AbstractHow substituents affect the conductance of single‐molecule junctions has been a subject of ongoing debate. Here, a comparative study on the transport properties across a broader range of experimentally proposed and representative π‐conjugated molecular systems, each characterized by prototypical backbone motifs with distinct terminal groups and featuring a range of substituents is conducted. Employing the non‐equilibrium Green's function method within density functional theory, this investigation reveals a significant impact on junction conductance due to asymmetric characteristics arising from both electronic and spatial effects induced by the di‐substituents of phenanthrene analogs with C═C or B─N motifs.
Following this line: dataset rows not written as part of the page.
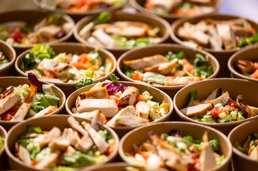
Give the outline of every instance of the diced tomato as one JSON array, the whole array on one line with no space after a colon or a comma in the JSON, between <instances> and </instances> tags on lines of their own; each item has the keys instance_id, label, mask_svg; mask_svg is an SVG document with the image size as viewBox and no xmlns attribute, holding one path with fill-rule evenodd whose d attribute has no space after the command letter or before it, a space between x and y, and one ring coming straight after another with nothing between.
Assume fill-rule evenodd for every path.
<instances>
[{"instance_id":1,"label":"diced tomato","mask_svg":"<svg viewBox=\"0 0 258 171\"><path fill-rule=\"evenodd\" d=\"M135 72L134 75L132 76L132 79L133 80L138 80L138 81L141 81L143 78L143 76L142 74L141 74L139 72Z\"/></svg>"},{"instance_id":2,"label":"diced tomato","mask_svg":"<svg viewBox=\"0 0 258 171\"><path fill-rule=\"evenodd\" d=\"M144 96L142 94L138 94L137 101L144 101Z\"/></svg>"}]
</instances>

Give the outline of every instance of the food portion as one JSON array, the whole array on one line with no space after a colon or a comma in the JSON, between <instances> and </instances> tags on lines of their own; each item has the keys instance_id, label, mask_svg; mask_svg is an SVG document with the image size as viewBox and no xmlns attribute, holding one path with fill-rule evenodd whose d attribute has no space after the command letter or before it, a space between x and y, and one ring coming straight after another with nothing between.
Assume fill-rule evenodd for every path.
<instances>
[{"instance_id":1,"label":"food portion","mask_svg":"<svg viewBox=\"0 0 258 171\"><path fill-rule=\"evenodd\" d=\"M145 0L144 8L158 15L193 16L215 11L215 0Z\"/></svg>"},{"instance_id":2,"label":"food portion","mask_svg":"<svg viewBox=\"0 0 258 171\"><path fill-rule=\"evenodd\" d=\"M134 144L127 156L137 163L169 170L208 170L221 166L225 156L220 154L218 140L209 140L205 132L202 140L182 135L176 130L157 135L148 133L149 139Z\"/></svg>"},{"instance_id":3,"label":"food portion","mask_svg":"<svg viewBox=\"0 0 258 171\"><path fill-rule=\"evenodd\" d=\"M78 117L96 120L109 127L134 126L156 121L169 111L166 101L155 101L149 88L141 91L134 86L106 80L96 83L90 90L80 93L71 109Z\"/></svg>"},{"instance_id":4,"label":"food portion","mask_svg":"<svg viewBox=\"0 0 258 171\"><path fill-rule=\"evenodd\" d=\"M3 52L0 50L0 70L5 67L10 62L7 59L7 57Z\"/></svg>"},{"instance_id":5,"label":"food portion","mask_svg":"<svg viewBox=\"0 0 258 171\"><path fill-rule=\"evenodd\" d=\"M241 153L249 156L252 159L258 160L258 133L253 132L248 137L243 145L238 142L234 143L234 147Z\"/></svg>"},{"instance_id":6,"label":"food portion","mask_svg":"<svg viewBox=\"0 0 258 171\"><path fill-rule=\"evenodd\" d=\"M154 86L181 86L204 80L213 69L208 57L200 53L187 57L184 51L167 52L133 60L123 60L123 73L129 78Z\"/></svg>"},{"instance_id":7,"label":"food portion","mask_svg":"<svg viewBox=\"0 0 258 171\"><path fill-rule=\"evenodd\" d=\"M196 90L191 92L187 107L180 111L192 119L204 123L224 123L249 118L258 114L258 108L248 105L242 95L235 101L227 91L216 88L200 101Z\"/></svg>"},{"instance_id":8,"label":"food portion","mask_svg":"<svg viewBox=\"0 0 258 171\"><path fill-rule=\"evenodd\" d=\"M69 12L86 12L94 10L107 10L120 5L124 0L56 0L49 8L61 9Z\"/></svg>"},{"instance_id":9,"label":"food portion","mask_svg":"<svg viewBox=\"0 0 258 171\"><path fill-rule=\"evenodd\" d=\"M36 169L71 170L103 163L114 151L115 140L108 130L67 119L69 127L50 131L28 126L27 131L15 144L15 155L24 163Z\"/></svg>"},{"instance_id":10,"label":"food portion","mask_svg":"<svg viewBox=\"0 0 258 171\"><path fill-rule=\"evenodd\" d=\"M177 36L186 46L215 51L241 48L258 42L257 30L240 18L228 21L208 18L196 24L185 22Z\"/></svg>"},{"instance_id":11,"label":"food portion","mask_svg":"<svg viewBox=\"0 0 258 171\"><path fill-rule=\"evenodd\" d=\"M65 36L71 30L69 23L62 21L61 14L50 14L36 23L12 21L0 23L0 39L14 46L48 43Z\"/></svg>"},{"instance_id":12,"label":"food portion","mask_svg":"<svg viewBox=\"0 0 258 171\"><path fill-rule=\"evenodd\" d=\"M258 62L238 60L234 66L241 74L252 79L258 79Z\"/></svg>"},{"instance_id":13,"label":"food portion","mask_svg":"<svg viewBox=\"0 0 258 171\"><path fill-rule=\"evenodd\" d=\"M51 114L60 106L54 84L40 85L36 76L29 74L31 85L0 88L0 120L20 122L30 118Z\"/></svg>"},{"instance_id":14,"label":"food portion","mask_svg":"<svg viewBox=\"0 0 258 171\"><path fill-rule=\"evenodd\" d=\"M89 44L106 48L132 48L158 43L160 28L140 21L114 21L109 12L102 12L79 31Z\"/></svg>"},{"instance_id":15,"label":"food portion","mask_svg":"<svg viewBox=\"0 0 258 171\"><path fill-rule=\"evenodd\" d=\"M21 69L48 81L72 83L86 79L92 83L109 74L113 67L112 59L104 61L98 49L88 53L56 54L48 45L37 44L25 55Z\"/></svg>"}]
</instances>

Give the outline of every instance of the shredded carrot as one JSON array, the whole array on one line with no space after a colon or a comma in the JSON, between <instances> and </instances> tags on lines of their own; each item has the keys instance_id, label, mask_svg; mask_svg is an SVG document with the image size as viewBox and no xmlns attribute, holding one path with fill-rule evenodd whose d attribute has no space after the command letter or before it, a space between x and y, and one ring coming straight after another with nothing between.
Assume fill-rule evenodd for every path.
<instances>
[{"instance_id":1,"label":"shredded carrot","mask_svg":"<svg viewBox=\"0 0 258 171\"><path fill-rule=\"evenodd\" d=\"M30 99L32 98L32 96L37 92L37 86L32 84L30 85L30 87L29 88L29 94L27 94L27 96L26 98L26 103L29 103L30 101Z\"/></svg>"}]
</instances>

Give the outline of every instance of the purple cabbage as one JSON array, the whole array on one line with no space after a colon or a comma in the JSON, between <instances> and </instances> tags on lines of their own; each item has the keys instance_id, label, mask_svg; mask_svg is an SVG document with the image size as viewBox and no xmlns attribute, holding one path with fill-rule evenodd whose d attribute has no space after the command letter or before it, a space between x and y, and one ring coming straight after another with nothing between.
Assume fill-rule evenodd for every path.
<instances>
[{"instance_id":1,"label":"purple cabbage","mask_svg":"<svg viewBox=\"0 0 258 171\"><path fill-rule=\"evenodd\" d=\"M40 82L38 81L37 77L36 77L34 73L29 73L27 74L27 77L31 84L37 86L38 92L43 92Z\"/></svg>"},{"instance_id":2,"label":"purple cabbage","mask_svg":"<svg viewBox=\"0 0 258 171\"><path fill-rule=\"evenodd\" d=\"M115 95L116 93L119 92L121 92L123 93L124 90L126 89L126 87L123 86L121 83L113 82L104 83L102 85L102 87L106 88L109 96Z\"/></svg>"}]
</instances>

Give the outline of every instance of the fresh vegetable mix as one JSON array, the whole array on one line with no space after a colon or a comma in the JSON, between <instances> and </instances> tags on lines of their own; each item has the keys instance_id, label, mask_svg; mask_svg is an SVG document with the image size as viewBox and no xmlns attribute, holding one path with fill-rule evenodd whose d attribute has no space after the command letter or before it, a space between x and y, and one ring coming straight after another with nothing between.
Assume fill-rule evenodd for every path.
<instances>
[{"instance_id":1,"label":"fresh vegetable mix","mask_svg":"<svg viewBox=\"0 0 258 171\"><path fill-rule=\"evenodd\" d=\"M132 48L157 43L160 28L143 22L113 21L109 12L101 13L85 25L79 35L89 44L106 48Z\"/></svg>"},{"instance_id":2,"label":"fresh vegetable mix","mask_svg":"<svg viewBox=\"0 0 258 171\"><path fill-rule=\"evenodd\" d=\"M60 8L67 12L85 12L87 11L118 6L124 0L56 0L51 9Z\"/></svg>"},{"instance_id":3,"label":"fresh vegetable mix","mask_svg":"<svg viewBox=\"0 0 258 171\"><path fill-rule=\"evenodd\" d=\"M258 62L238 60L234 65L242 75L252 79L258 79Z\"/></svg>"},{"instance_id":4,"label":"fresh vegetable mix","mask_svg":"<svg viewBox=\"0 0 258 171\"><path fill-rule=\"evenodd\" d=\"M75 83L78 88L108 75L113 67L112 59L103 61L98 49L80 55L56 54L48 45L37 44L25 55L21 69L44 80Z\"/></svg>"},{"instance_id":5,"label":"fresh vegetable mix","mask_svg":"<svg viewBox=\"0 0 258 171\"><path fill-rule=\"evenodd\" d=\"M0 94L0 120L19 122L45 116L58 109L60 99L54 92L54 85L39 84L38 87L34 83L39 83L38 79L30 81L30 86L12 86Z\"/></svg>"},{"instance_id":6,"label":"fresh vegetable mix","mask_svg":"<svg viewBox=\"0 0 258 171\"><path fill-rule=\"evenodd\" d=\"M69 23L61 23L62 14L52 13L37 23L14 21L0 24L0 39L14 46L47 43L65 36L72 29Z\"/></svg>"},{"instance_id":7,"label":"fresh vegetable mix","mask_svg":"<svg viewBox=\"0 0 258 171\"><path fill-rule=\"evenodd\" d=\"M74 115L87 119L97 118L110 127L133 126L161 119L169 111L167 102L156 102L149 88L140 91L134 86L111 80L96 83L90 90L80 93L71 109Z\"/></svg>"},{"instance_id":8,"label":"fresh vegetable mix","mask_svg":"<svg viewBox=\"0 0 258 171\"><path fill-rule=\"evenodd\" d=\"M192 16L205 14L215 10L213 0L145 0L144 7L161 16L169 14L179 16Z\"/></svg>"},{"instance_id":9,"label":"fresh vegetable mix","mask_svg":"<svg viewBox=\"0 0 258 171\"><path fill-rule=\"evenodd\" d=\"M73 117L67 122L69 127L54 127L49 131L29 125L16 142L16 156L40 170L70 170L106 161L116 145L108 130Z\"/></svg>"},{"instance_id":10,"label":"fresh vegetable mix","mask_svg":"<svg viewBox=\"0 0 258 171\"><path fill-rule=\"evenodd\" d=\"M9 64L9 61L2 51L0 51L0 70Z\"/></svg>"},{"instance_id":11,"label":"fresh vegetable mix","mask_svg":"<svg viewBox=\"0 0 258 171\"><path fill-rule=\"evenodd\" d=\"M234 147L241 153L248 155L252 159L258 160L258 133L253 132L247 137L246 141L243 145L238 142L234 143Z\"/></svg>"},{"instance_id":12,"label":"fresh vegetable mix","mask_svg":"<svg viewBox=\"0 0 258 171\"><path fill-rule=\"evenodd\" d=\"M123 64L122 71L127 77L152 85L186 85L202 81L213 73L207 57L196 53L196 57L191 59L183 51L123 60Z\"/></svg>"},{"instance_id":13,"label":"fresh vegetable mix","mask_svg":"<svg viewBox=\"0 0 258 171\"><path fill-rule=\"evenodd\" d=\"M134 151L127 156L139 163L170 170L208 170L221 166L225 156L220 154L220 142L209 141L205 132L202 140L184 136L175 130L157 135L148 133L149 139L134 144Z\"/></svg>"},{"instance_id":14,"label":"fresh vegetable mix","mask_svg":"<svg viewBox=\"0 0 258 171\"><path fill-rule=\"evenodd\" d=\"M258 114L258 108L248 105L242 95L233 101L228 92L216 88L204 100L200 101L196 90L191 92L190 101L180 111L194 120L205 123L224 123L242 120Z\"/></svg>"},{"instance_id":15,"label":"fresh vegetable mix","mask_svg":"<svg viewBox=\"0 0 258 171\"><path fill-rule=\"evenodd\" d=\"M185 22L179 27L177 36L186 46L215 51L239 49L258 42L257 30L241 18L228 21L205 18L196 24Z\"/></svg>"}]
</instances>

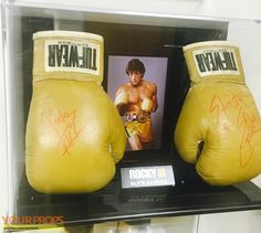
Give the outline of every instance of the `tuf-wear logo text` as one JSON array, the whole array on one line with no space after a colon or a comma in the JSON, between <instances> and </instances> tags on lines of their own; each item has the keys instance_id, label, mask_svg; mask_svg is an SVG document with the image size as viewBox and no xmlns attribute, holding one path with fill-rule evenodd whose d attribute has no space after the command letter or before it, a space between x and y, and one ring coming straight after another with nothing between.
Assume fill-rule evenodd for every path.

Remarkably, a linear correlation is uncovered, either negative or positive, between the dipole moment of the molecules and the junction conductance, contingent upon whether the transport is governed by the highest occupied molecular orbital (HOMO) or lowest unoccupied molecular orbital (LUMO) states. Furthermore, the validity of this proposed dipole moment descriptor is substantiated across various substituted series, including 2,7‐dipyridylfluorene, oligo(phenylene ethynylene), and 1,4‐diaminobenzene. These findings underscore the pivotal role of individual molecular dipole moment, easily determinable, in offering precise predictive insight into the conductance of intricate molecular junctions.